Sheldon and Leonard are not cool, but they have turned out to be lovable.

They were born out of brainstorming sessions Chuck Lorre and Bill Prady, the show’s producers, were having for a new program about a young woman out on her own. Mr. Prady started reminiscing about people he had known during his own days as a computer programmer in New York, like the guy who could do complicated mathematical conversions in his head, but could not figure out the tip in a restaurant, because he did not know how to quantify “service.” Their female character, they decided, should be a bridge into the world of such people, who can speak Klingon but do not know how to ask a woman out on a date. The show would be about the feeling, as Mr. Lorre described it, of “not quite fitting and understanding the rules of the road.”

In the show’s hierarchy of nerddom, Sheldon, played by Jim Parsons, is the king, socially clueless and irritatingly, rigidly rational (his former roommate left the words “Die Sheldon, Die” painted on the walls of his room), while Leonard, played by Johnny Galecki, is more of an everyman, trying to break out of his shell. “Leonard is in the most discomfort, he wants to move through the world,” said Mr. Lorre; Sheldon doesn’t care. Leonard’s efforts to establish and then maintain a romantic relationship with Penny have constituted a major part of the narrative arc of the first three seasons.

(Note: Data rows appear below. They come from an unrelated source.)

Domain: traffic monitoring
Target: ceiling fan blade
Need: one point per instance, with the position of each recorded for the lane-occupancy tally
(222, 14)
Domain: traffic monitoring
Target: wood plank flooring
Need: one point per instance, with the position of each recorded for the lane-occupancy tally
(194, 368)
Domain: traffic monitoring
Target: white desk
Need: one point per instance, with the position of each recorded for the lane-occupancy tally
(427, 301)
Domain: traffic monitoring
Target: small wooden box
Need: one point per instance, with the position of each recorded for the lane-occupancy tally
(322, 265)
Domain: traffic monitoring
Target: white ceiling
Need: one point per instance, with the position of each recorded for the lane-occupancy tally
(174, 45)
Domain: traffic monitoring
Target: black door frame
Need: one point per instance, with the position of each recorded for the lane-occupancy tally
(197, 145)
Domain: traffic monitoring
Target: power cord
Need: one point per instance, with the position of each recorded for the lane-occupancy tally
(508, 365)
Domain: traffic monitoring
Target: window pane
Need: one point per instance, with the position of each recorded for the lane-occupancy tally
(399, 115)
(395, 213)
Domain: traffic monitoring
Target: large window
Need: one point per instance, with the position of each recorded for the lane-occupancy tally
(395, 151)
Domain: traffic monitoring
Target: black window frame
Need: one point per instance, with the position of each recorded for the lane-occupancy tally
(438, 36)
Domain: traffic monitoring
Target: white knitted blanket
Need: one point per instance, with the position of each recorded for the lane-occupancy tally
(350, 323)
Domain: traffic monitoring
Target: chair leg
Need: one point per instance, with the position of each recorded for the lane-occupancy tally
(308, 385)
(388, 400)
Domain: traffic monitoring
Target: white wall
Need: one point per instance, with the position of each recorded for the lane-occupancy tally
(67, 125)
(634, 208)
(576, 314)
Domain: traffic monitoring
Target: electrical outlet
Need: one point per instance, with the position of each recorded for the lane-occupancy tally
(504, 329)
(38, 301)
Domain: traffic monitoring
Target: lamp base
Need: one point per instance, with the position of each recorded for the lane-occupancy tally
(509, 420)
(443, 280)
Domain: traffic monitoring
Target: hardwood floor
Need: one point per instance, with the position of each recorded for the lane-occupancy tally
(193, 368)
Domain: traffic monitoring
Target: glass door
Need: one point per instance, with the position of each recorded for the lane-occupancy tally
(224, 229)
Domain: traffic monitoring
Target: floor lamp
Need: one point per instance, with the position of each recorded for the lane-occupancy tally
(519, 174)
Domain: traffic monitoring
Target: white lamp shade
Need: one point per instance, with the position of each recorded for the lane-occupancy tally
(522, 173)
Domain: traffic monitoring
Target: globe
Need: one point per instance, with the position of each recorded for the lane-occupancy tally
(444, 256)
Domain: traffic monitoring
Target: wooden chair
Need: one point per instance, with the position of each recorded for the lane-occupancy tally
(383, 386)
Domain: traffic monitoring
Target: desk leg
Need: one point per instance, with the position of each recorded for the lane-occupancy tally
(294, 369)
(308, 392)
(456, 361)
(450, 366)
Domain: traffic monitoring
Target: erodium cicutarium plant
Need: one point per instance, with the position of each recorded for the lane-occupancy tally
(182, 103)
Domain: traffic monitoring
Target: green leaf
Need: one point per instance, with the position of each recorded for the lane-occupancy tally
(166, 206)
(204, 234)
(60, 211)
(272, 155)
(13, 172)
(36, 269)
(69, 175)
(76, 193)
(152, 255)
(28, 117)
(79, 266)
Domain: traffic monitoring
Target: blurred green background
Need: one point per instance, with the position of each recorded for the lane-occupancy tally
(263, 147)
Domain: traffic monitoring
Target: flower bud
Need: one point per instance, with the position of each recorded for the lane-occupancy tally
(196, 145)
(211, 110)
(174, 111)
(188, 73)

How does it feel to be such a freak? During a break from rehearsals recently, Mr. Parsons and Mr. Galecki both said they did not understand any of the scientific dialogue in the show. Mr. Parsons said his last interaction with academic science had been when he flunked a course in meteorology at the University of Houston.

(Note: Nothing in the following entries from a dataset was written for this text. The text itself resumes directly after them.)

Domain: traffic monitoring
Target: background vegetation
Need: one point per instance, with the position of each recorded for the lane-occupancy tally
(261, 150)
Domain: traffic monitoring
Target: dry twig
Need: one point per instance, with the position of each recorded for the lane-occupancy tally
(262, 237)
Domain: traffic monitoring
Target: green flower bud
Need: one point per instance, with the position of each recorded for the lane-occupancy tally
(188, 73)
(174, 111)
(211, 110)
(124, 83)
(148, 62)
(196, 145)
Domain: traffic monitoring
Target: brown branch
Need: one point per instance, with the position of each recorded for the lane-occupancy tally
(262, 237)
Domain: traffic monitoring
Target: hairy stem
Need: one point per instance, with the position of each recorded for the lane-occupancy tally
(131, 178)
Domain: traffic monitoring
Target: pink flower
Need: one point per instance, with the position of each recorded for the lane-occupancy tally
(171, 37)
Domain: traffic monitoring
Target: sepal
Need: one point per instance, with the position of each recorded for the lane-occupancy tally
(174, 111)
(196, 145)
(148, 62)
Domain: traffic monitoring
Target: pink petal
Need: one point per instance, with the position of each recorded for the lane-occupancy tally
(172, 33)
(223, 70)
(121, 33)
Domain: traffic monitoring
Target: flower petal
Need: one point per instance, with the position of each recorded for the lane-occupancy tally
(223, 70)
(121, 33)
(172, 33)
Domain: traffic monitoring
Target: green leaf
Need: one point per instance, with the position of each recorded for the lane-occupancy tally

But then again, he added, they did not understand all the pop culture references to comic books and “Star Trek” any better. “What am I trying to say by saying this is the most important thing,” he said.

Mr. Galecki said: “A lot of people thought it would be a show that poked fun at smart people, but it has become a show that defends smart people much more often than that. These guys, as socially inept as they might be, are the type of people that are molding our future as a society.”

Mr. Parsons memorizes his lines by writing them out longhand and says he is astonished when people ask if the actors on the show ever improvise. “To veer away from the scripted dialog is a one-way trip to sudden death,” he said.

Still, problems and questions arise, which is where David Saltzberg, a particle physicist at the University of California, Los Angeles, and the show’s scientific consultant, comes in. Besides supplying the equations that appear on whiteboards in Sheldon and Leonard’s living room, he sometimes advises on the plotting and characters’ scientific predilections.

Dr. Saltzberg, who blogs about his activities on the show, said that many of the people who grouse to him about the show have not seen very much of it. His comments were echoed by Mr. Prady, one of the producers, who rejected the notion that the show stereotypes women. “Far from being a dumb blonde, Penny has demonstrated time and again that she possesses above average intelligence and practical knowledge that often far exceeds that of the guys,” he wrote in an e-mail message.

Indeed a perusal of the first two seasons turns up a wider variety of women in science than you might have thought, including Leslie Winkle, another Caltech physicist who seduces Leonard into a one-night stand and corrects an error on Sheldon’s whiteboard in the process.

The point of the show, Mr. Prady said, is to tell small stories. “We are not doing ‘Lost,’ we’re not doing a complex novel for TV,” he said. “We follow the characters, and let them tell us what they’re going to do next. We’re telling stories about outsiders. We all feel like outsiders. Can you find love? Penny pulls Leonard to the outside world; Sheldon pulls him back.”

Mr. Lorre said that the whole “challenge and joy” of a series like this is character development. “Maybe at the end of the day this will inspire some kids to go into physics,” he added, “just like ‘Cheers’ inspired countless young people to go into bars.”